These different costs were estimated and added up for each scenario and each option considered, on a per tonne basis. The results obtained for one scenario, the building of brand new long-term storage facilities, are shown in Chapter 1, Table 1.1. The table allows a simple comparison of the cost per tonne for each option considered. Notwithstanding possible errors in some of the assumptions used in this analysis, the table illustrates the power of CBA in comparing alternatives.

 

Application of CBA to storage by small farmers

The reader is referred to Chapter 1 for the background and main findings of this study, which was carried out by Boxall and Bickersteth (1991). The objective of the exercise was to assess whether recommended changes in storage practices were profitable for farmers, that is to say the analysis was of a financial, not an economic kind.

A number of assumptions were made concerning capital costs, the opportunity cost of capital, labour costs, and the losses suffered under different technologies. It was assumed that all stores would be used to maximum capacity throughout their useful lives.

Decisions on an appropriate opportunity cost of capital are most difficult in this kind of analysis, as one has to ask: What is the opportunity cost of capital to the farmer? Is it (a) the cost of borrowing on informal markets, which may be as much as 10% per month? Is it (b) the cost of bank credit at between 27% and 33% per annum (less inflation which is not a true cost of capital)? Or should (c) a somewhat higher rate than this be used to provide a risk premium which the farmer needs to induce him to invest his own equity capital in the venture?

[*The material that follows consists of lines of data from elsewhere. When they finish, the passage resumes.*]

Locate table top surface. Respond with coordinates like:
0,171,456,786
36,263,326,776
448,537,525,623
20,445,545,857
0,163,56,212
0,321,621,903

Faced with such decisions, economists generally use simple rules of thumb, and in this case the analyst used two alternative discount rates 10% and 20%. Net of inflation the range between these two rates reflect a compromise between criteria (b) and (c). However given the general scarcity of capital in rural areas of Africa the 20% rate is probably closer to the farmer's true opportunity cost of capital.

The results of the analysis are shown in Chapter 1 (Table 1.2) as a break even point, which shows, under each option, the price to which maize must rise for the farmer's investment to pay for itself.

 

Some other approaches to CBA

Both of the above cases involved comparing the costs of two technologies for carrying out the same activity. Revenue (or benefits) was not computed because it is the same for all options. In other cases one has to appraise the case for a new activity, involving consideration not only of the costs but also the revenue or benefits derived from the activity. Where grain is being stored longer than before the opportunity cost of capital tied up in this grain must be computed.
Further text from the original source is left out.